Unlocking Alternatives: Investing Beyond the Major CRE Asset Type
DYNAMIC SECTORS Since our last report on these sectors in 2019, a substantial amount has shifted as the pandemic, inflation and now a restrictive capital markets space have dramatically shifted the landscape of alternative CRE asset types. KEY TAKEAWAYS Cycle-specific effects of the pandemic, such as the rise of remote/hybrid work and hastening of family formations, have amplified longer-term secular demand drivers that have steadily grown these sectors. SURVIVORS AND THRIVERS During the last three economic downturns (Dot Com, GFC, COVID-19), alternative assets consistently outperformed the recovery of the major asset types. This data continues to reinforce the idea that alternative assets could offer a safe haven for capital in the event of a future economic downturn.
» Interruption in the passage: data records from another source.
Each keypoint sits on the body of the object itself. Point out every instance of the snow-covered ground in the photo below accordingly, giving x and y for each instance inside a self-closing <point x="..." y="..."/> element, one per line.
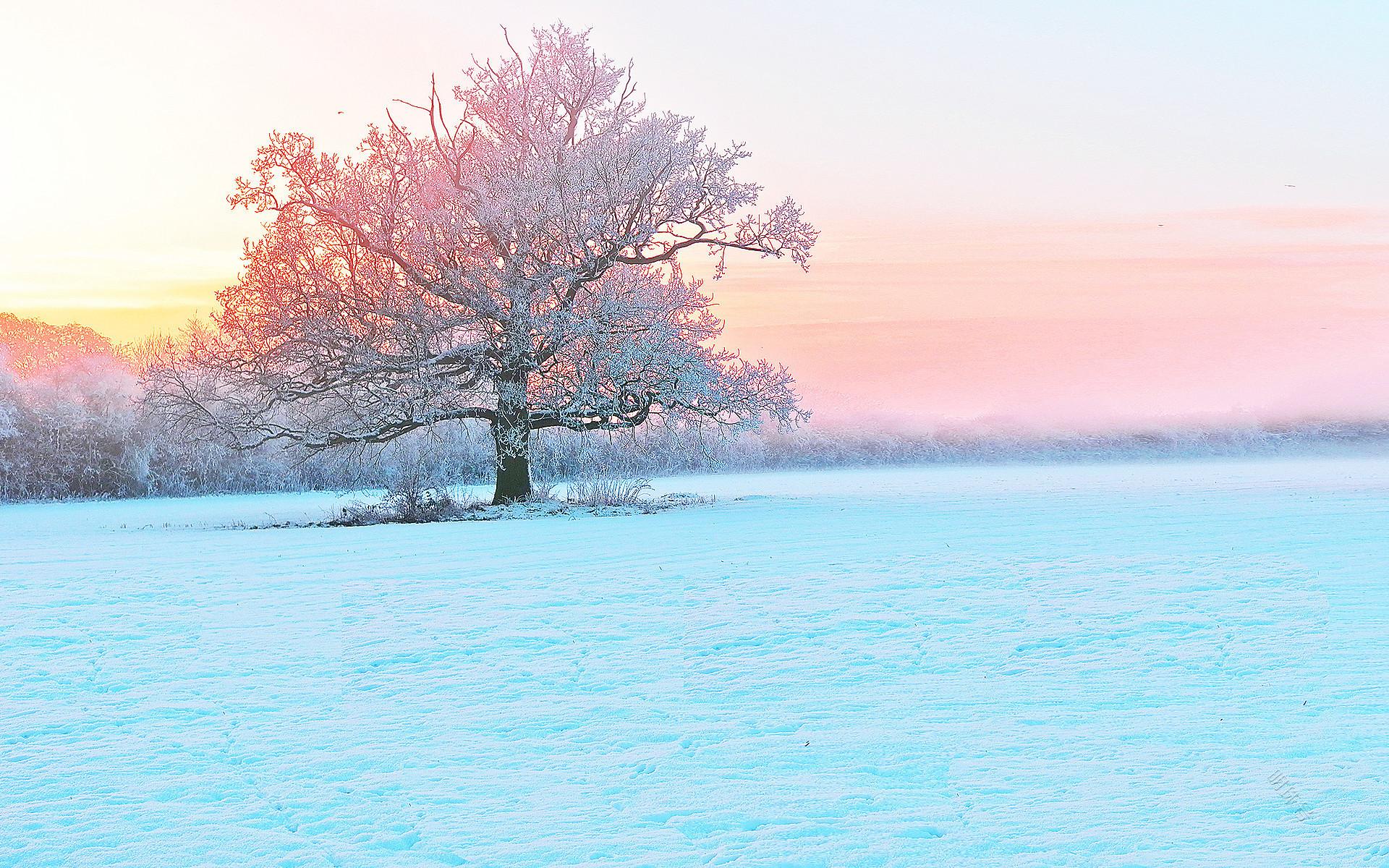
<point x="1170" y="664"/>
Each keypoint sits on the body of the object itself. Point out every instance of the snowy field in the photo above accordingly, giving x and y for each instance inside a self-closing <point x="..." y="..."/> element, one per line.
<point x="1168" y="664"/>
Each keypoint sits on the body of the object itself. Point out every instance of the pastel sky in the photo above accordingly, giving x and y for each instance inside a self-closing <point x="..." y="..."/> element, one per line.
<point x="1071" y="214"/>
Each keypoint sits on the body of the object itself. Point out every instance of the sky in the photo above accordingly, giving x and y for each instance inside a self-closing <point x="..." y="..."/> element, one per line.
<point x="1070" y="214"/>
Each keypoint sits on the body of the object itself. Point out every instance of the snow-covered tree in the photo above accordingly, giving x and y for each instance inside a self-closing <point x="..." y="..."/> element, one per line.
<point x="513" y="258"/>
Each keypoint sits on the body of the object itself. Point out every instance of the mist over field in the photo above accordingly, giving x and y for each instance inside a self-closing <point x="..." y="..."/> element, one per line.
<point x="753" y="435"/>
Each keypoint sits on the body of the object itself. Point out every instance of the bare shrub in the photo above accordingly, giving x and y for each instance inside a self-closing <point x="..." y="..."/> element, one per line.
<point x="602" y="490"/>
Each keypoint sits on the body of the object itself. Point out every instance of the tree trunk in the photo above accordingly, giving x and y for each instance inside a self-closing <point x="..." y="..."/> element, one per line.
<point x="511" y="433"/>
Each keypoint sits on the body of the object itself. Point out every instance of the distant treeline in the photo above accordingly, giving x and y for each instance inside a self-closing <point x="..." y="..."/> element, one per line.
<point x="72" y="425"/>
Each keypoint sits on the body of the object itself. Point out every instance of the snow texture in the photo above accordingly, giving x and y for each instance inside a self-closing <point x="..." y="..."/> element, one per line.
<point x="1178" y="664"/>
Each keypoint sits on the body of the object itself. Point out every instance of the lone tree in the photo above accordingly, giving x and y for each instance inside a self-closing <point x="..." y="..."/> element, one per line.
<point x="516" y="263"/>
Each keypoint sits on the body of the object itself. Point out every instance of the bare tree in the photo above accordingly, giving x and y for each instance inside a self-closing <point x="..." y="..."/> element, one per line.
<point x="516" y="263"/>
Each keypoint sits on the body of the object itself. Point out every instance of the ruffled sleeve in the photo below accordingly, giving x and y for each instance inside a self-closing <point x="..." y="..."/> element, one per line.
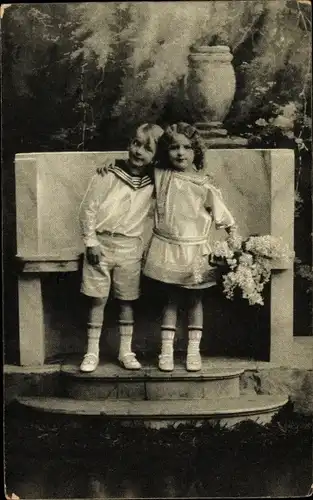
<point x="215" y="205"/>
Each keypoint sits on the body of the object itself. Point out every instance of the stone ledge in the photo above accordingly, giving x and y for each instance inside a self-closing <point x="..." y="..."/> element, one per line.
<point x="297" y="383"/>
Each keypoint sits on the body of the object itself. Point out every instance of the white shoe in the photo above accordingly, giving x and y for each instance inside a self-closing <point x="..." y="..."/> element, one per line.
<point x="166" y="362"/>
<point x="129" y="361"/>
<point x="89" y="363"/>
<point x="193" y="362"/>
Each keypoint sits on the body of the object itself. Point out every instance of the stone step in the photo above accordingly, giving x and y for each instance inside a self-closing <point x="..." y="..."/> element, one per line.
<point x="157" y="414"/>
<point x="110" y="381"/>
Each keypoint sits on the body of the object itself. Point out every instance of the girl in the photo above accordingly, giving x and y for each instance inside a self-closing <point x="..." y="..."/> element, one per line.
<point x="113" y="214"/>
<point x="186" y="205"/>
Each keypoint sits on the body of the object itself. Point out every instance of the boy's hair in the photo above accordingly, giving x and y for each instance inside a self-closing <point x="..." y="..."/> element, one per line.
<point x="150" y="131"/>
<point x="169" y="135"/>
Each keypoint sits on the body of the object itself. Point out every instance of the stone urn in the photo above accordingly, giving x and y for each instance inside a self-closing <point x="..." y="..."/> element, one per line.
<point x="211" y="86"/>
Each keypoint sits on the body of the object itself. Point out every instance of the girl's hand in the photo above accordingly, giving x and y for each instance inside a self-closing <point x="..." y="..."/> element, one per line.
<point x="103" y="170"/>
<point x="93" y="255"/>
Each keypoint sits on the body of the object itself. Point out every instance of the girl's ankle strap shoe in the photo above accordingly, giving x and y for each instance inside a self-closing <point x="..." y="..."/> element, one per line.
<point x="129" y="361"/>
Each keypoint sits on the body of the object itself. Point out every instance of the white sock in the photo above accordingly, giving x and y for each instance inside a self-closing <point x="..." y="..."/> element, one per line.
<point x="126" y="337"/>
<point x="194" y="338"/>
<point x="94" y="334"/>
<point x="167" y="337"/>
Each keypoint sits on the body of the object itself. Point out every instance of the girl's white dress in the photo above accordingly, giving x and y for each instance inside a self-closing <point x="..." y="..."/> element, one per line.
<point x="186" y="206"/>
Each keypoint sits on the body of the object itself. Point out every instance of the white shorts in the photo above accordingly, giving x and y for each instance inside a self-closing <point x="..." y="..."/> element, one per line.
<point x="119" y="268"/>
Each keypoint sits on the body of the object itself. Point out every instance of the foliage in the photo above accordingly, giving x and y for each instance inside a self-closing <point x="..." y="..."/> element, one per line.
<point x="114" y="64"/>
<point x="247" y="263"/>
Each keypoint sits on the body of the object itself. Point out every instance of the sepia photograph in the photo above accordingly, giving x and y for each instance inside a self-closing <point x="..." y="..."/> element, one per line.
<point x="157" y="239"/>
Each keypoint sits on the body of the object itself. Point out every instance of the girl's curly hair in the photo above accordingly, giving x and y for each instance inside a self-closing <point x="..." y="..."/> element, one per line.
<point x="162" y="157"/>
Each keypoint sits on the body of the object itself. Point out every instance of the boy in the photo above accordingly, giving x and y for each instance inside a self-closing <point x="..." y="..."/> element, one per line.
<point x="112" y="218"/>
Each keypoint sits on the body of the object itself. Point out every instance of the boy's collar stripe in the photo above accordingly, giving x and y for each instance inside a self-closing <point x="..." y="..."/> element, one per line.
<point x="135" y="182"/>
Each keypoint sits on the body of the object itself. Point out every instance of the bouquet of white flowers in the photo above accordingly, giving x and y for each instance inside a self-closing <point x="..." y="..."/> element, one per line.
<point x="246" y="264"/>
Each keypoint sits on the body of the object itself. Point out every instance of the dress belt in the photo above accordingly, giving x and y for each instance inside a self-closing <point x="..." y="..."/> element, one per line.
<point x="177" y="240"/>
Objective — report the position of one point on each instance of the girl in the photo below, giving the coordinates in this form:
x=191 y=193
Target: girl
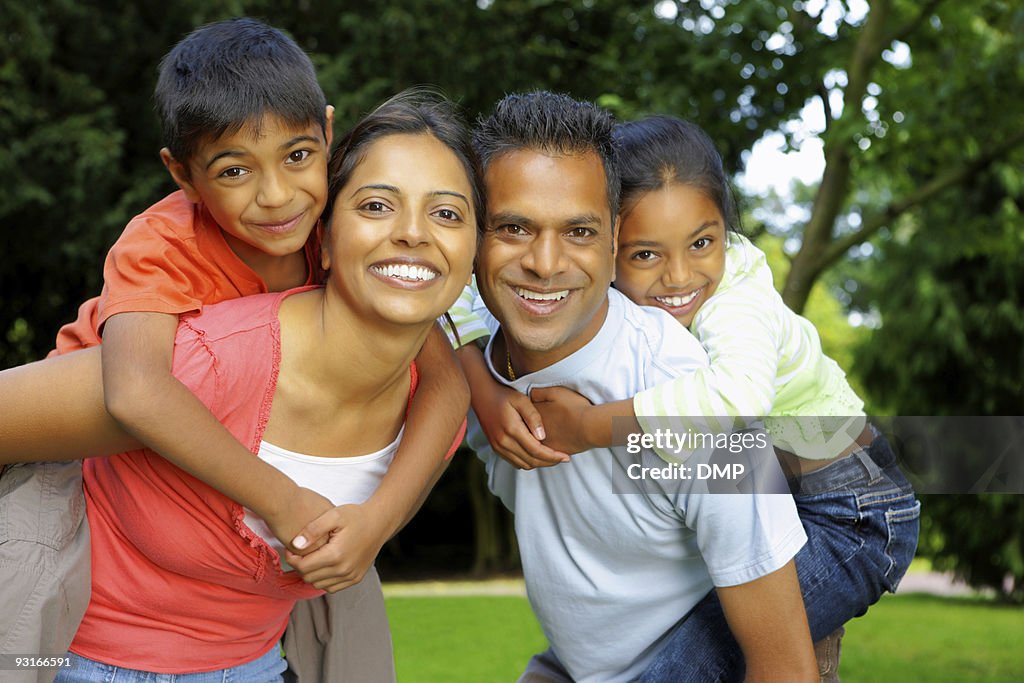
x=315 y=381
x=679 y=250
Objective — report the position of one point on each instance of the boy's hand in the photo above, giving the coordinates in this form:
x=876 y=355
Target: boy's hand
x=298 y=509
x=354 y=538
x=564 y=414
x=506 y=417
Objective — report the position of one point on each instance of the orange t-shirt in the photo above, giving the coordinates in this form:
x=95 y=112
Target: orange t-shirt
x=172 y=258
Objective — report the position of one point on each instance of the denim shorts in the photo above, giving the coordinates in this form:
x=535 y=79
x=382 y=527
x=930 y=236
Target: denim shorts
x=266 y=669
x=861 y=519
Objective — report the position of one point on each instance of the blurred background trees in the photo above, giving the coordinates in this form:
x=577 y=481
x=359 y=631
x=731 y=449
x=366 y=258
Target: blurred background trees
x=913 y=231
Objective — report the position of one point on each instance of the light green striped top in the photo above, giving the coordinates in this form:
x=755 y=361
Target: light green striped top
x=766 y=361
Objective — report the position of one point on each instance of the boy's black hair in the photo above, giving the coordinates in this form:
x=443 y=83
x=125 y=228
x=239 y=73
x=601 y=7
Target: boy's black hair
x=551 y=123
x=412 y=112
x=659 y=151
x=225 y=75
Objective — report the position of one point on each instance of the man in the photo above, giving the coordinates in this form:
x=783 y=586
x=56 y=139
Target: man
x=609 y=575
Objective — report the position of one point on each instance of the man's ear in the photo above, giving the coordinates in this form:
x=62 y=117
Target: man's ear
x=614 y=245
x=180 y=175
x=329 y=125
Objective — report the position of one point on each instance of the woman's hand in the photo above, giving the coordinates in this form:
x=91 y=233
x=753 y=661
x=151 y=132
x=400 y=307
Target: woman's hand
x=354 y=537
x=291 y=517
x=514 y=428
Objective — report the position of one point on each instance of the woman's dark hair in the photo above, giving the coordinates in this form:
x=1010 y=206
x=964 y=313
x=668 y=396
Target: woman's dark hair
x=659 y=151
x=412 y=112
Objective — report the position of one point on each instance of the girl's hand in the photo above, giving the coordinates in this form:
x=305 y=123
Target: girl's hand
x=564 y=413
x=354 y=538
x=514 y=428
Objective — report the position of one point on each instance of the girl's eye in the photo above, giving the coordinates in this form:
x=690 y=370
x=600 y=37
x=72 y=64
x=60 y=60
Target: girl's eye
x=232 y=172
x=373 y=207
x=448 y=214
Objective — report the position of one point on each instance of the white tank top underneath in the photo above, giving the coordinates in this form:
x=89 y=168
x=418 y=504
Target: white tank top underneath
x=342 y=480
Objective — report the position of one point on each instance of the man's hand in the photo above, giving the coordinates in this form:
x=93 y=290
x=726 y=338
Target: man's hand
x=515 y=429
x=565 y=417
x=354 y=539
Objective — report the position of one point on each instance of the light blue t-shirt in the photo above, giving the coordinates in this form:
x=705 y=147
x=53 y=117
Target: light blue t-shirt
x=608 y=574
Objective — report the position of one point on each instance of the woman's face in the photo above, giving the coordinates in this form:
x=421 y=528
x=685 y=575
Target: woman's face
x=671 y=251
x=402 y=231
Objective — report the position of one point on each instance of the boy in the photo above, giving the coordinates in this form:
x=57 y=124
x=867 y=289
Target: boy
x=248 y=132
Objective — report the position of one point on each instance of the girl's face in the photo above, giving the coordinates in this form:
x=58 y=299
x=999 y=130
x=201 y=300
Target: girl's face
x=402 y=231
x=671 y=251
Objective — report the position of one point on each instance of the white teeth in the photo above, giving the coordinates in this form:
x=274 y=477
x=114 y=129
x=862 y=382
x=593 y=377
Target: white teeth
x=406 y=271
x=679 y=301
x=542 y=296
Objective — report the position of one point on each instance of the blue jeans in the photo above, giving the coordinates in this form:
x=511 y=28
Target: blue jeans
x=266 y=669
x=861 y=519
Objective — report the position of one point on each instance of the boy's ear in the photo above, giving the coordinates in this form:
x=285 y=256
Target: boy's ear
x=326 y=254
x=329 y=125
x=180 y=174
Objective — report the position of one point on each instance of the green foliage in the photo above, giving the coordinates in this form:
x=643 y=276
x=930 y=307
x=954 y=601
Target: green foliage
x=985 y=555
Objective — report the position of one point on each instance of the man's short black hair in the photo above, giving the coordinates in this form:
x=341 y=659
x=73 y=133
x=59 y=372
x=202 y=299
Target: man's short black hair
x=226 y=75
x=551 y=123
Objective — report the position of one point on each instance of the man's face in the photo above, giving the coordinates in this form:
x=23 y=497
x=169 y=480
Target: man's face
x=547 y=256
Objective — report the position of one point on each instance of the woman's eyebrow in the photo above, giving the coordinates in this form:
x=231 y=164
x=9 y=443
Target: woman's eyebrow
x=449 y=193
x=384 y=186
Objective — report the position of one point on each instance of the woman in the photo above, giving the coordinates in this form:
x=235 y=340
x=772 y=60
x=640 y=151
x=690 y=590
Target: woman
x=315 y=380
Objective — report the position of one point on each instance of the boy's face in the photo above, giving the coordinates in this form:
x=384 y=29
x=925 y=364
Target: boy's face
x=265 y=190
x=547 y=256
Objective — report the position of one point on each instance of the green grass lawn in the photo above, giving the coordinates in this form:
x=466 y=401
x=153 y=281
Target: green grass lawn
x=462 y=639
x=926 y=638
x=903 y=638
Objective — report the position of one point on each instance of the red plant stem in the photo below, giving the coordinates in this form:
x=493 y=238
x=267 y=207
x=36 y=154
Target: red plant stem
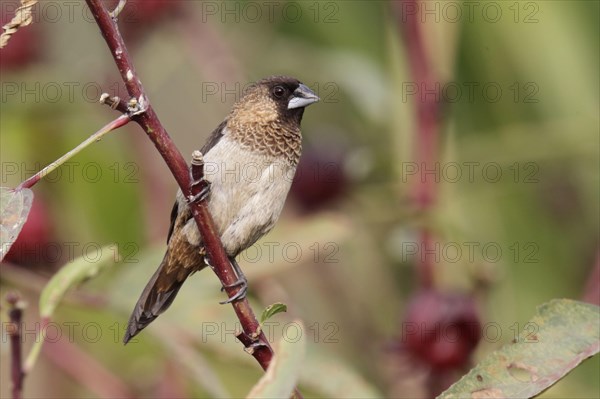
x=424 y=190
x=149 y=121
x=591 y=292
x=15 y=315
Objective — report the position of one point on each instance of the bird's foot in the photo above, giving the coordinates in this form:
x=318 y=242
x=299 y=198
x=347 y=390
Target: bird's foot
x=240 y=294
x=199 y=186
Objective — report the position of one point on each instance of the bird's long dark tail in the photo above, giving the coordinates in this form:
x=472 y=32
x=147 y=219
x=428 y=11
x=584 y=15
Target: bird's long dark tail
x=158 y=295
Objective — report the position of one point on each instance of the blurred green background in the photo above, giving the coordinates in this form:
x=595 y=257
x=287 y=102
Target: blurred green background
x=519 y=121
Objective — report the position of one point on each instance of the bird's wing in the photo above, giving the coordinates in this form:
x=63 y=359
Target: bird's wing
x=214 y=137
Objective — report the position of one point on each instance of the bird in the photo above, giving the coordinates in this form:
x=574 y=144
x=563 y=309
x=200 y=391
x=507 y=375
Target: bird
x=250 y=160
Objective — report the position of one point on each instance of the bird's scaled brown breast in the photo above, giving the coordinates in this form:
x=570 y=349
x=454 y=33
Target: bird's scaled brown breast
x=256 y=124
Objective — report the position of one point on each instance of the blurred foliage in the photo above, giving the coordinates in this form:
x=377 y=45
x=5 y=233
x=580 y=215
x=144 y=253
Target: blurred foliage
x=352 y=278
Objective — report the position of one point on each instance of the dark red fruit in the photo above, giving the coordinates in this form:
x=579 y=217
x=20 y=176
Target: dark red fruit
x=320 y=178
x=441 y=329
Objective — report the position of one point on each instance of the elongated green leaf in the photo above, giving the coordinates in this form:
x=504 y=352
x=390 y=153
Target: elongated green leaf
x=73 y=274
x=283 y=373
x=272 y=310
x=14 y=209
x=69 y=276
x=561 y=335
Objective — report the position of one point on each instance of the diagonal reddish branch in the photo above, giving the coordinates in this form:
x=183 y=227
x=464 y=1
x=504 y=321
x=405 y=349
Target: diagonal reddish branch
x=15 y=314
x=145 y=116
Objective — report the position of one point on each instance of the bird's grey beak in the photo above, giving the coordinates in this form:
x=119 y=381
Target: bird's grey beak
x=302 y=97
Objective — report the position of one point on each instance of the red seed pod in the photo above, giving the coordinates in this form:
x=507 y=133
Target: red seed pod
x=33 y=243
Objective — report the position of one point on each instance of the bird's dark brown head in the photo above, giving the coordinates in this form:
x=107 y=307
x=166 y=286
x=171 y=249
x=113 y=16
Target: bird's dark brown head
x=276 y=98
x=268 y=115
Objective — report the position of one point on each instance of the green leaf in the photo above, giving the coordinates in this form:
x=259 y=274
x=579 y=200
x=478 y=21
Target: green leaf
x=283 y=372
x=69 y=276
x=14 y=209
x=561 y=335
x=272 y=310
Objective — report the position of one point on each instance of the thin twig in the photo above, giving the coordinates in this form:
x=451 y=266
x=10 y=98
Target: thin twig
x=15 y=314
x=149 y=121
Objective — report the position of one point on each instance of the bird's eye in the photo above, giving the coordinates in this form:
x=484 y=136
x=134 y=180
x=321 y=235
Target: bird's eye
x=278 y=91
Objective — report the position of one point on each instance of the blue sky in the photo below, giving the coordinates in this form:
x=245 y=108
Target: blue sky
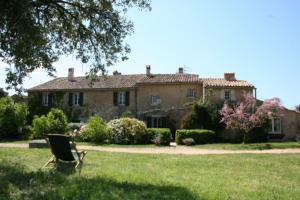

LONG- AND SHORT-TERM FACTORS AT PLAY
RESILIENT TO RECENT HEADWINDS While overall transaction activity has trended downward over the past year along with the rest of CRE, a number of these subsectors have shown resiliency and have maintained strong operating fundamentals in rent and occupancy. RUNWAY FOR CAPITAL A number of these asset types continue to be operated by non-institutional entities. Institutional participation in alternative asset sectors varies, and there is room for further expansion. This expansion has the potential to bolster pricing and liquidity, creating a mutually beneficial cycle. BARRIERS TO ENTRY Investors should be aware of operational, regulatory, and industry-specific nuances to managing these property types—often market entry will involve selecting the right acquisition target or experienced partner to execute a feasible strategy.